NSF works in conjunction with SSO to ensure Layer 3 integrity following a switchover. This allows a router experiencing the failure of an active supervisor to continue forwarding data packets along known routes while the routing protocol information is recovered and validated. This forwarding can continue to occur even though peering arrangements with neighbor routers have been lost on the restarting router. NSF relies on the separation of the control plane and the data plane during supervisor switchover. The data plane continues to forward packets based on pre-switchover Cisco Express Forwarding information. The control plane implements graceful restart routing protocol extensions to signal a supervisor restart to NSF-aware neighbor routers, reform its neighbor adjacencies, and rebuild its routing protocol database following a switchover. An NSF-capable router implements the NSF functionality and continues to forward data packets after a supervisor failure. An NSF-aware router understands the NSF graceful restart mechanisms: it does not tear down its neighbor relationships with the NSF-capable restarting router, and can help a neighboring NSF-capable router restart, thus avoiding unnecessary route flaps and network instability. An NSF-capable router is also NSF-aware.

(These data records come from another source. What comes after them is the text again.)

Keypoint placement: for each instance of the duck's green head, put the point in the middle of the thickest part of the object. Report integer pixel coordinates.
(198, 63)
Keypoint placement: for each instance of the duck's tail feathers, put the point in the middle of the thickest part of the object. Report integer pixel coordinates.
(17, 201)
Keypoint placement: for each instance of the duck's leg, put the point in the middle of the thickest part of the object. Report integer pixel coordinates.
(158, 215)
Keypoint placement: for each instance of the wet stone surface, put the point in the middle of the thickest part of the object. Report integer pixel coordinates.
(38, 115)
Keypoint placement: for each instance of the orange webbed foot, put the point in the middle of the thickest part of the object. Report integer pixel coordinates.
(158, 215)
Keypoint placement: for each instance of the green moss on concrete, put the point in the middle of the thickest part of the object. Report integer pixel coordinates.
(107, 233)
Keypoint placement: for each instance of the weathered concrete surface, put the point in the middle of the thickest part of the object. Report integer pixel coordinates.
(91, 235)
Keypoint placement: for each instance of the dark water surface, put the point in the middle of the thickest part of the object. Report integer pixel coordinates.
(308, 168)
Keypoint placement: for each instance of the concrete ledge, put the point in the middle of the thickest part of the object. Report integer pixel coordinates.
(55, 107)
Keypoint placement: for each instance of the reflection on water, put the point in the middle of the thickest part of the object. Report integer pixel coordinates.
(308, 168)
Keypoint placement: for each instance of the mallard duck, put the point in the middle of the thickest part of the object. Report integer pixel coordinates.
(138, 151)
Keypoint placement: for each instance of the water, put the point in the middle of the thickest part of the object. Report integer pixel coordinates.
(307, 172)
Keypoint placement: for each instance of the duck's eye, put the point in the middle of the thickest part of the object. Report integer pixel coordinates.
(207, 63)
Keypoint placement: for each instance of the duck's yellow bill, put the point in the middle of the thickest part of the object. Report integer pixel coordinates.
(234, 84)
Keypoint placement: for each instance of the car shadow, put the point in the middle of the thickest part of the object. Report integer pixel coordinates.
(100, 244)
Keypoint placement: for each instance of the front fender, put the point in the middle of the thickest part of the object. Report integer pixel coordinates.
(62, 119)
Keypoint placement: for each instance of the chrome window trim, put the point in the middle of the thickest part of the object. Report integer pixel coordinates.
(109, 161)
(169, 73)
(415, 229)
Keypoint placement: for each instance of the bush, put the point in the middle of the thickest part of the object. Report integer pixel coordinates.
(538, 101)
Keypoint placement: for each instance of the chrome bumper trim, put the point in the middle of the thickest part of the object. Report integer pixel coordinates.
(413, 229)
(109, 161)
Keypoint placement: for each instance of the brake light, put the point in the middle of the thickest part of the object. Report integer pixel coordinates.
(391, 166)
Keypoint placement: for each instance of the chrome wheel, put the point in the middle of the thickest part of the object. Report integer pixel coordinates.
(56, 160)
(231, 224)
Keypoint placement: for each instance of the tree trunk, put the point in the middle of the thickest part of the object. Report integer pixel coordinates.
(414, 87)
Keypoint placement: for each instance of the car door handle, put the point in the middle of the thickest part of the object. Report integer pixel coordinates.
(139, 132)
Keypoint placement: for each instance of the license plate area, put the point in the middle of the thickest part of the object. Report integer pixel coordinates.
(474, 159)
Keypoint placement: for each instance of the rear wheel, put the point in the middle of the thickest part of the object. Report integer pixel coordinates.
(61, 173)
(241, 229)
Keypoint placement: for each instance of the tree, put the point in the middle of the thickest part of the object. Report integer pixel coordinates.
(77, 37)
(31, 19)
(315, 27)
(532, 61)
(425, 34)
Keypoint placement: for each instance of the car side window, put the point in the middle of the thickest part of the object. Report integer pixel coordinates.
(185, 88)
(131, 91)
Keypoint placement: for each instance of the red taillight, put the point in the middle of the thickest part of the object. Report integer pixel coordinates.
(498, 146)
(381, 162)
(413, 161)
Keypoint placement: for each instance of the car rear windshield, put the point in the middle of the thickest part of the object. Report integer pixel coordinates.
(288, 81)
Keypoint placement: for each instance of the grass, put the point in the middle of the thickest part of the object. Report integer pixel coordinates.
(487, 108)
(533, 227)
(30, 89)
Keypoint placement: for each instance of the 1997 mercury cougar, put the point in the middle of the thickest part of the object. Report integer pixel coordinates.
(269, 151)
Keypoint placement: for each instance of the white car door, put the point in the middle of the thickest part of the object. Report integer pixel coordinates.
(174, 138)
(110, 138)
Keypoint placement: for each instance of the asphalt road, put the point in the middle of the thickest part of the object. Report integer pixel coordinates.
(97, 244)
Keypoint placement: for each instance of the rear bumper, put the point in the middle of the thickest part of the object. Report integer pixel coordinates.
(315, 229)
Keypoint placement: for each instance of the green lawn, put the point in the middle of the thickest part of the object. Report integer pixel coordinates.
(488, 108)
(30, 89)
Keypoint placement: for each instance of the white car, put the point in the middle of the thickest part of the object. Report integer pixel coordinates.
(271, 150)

To configure SSO on the Catalyst 4507s, perform the following configuration:
CZ-C4500-1#conf t
CZ-C4500-1(config)#redund
CZ-C4500-1(config-red)#mode ?
rpr Route Processor Redundancy
sso Stateful Switchover
CZ-C4500-1(config-red)#mode sso
CZ-C4500-1(config-red)#
To configure NSF on the Catalyst 4507s, add the nsf keyword when configuring a dynamic routing protocol (note that OSPF is the selected IGP):
router ospf 100
router-id 1.1.1.1
log-adjacency-changes
nsf
Summary of Features in the Manufacturing Zone
Table 6-3 provides a summary of features in the manufacturing zone.
HA Design and Implementation in the DMZ
Cisco ASA Redundancy Design
Cisco ASA supports the following two types of failover:
•Active/standby
•Active/active
Active/standby is the supported design for EttF 1.1, in which the active ASA is responsible for passing traffic. Active/standby failover allows a standby security appliance to take over the functionality of a failed unit. When the active unit fails, it changes to the standby state and the standby unit changes to the active state. The unit that becomes active assumes the IP addresses (or, for transparent firewall, the management IP address) and MAC addresses of the failed unit and begins passing traffic. The unit that is now in standby state takes over the standby IP addresses and MAC addresses. Because network devices see no change in the MAC-to-IP address pairing, no ARP entries change or time out anywhere on the network.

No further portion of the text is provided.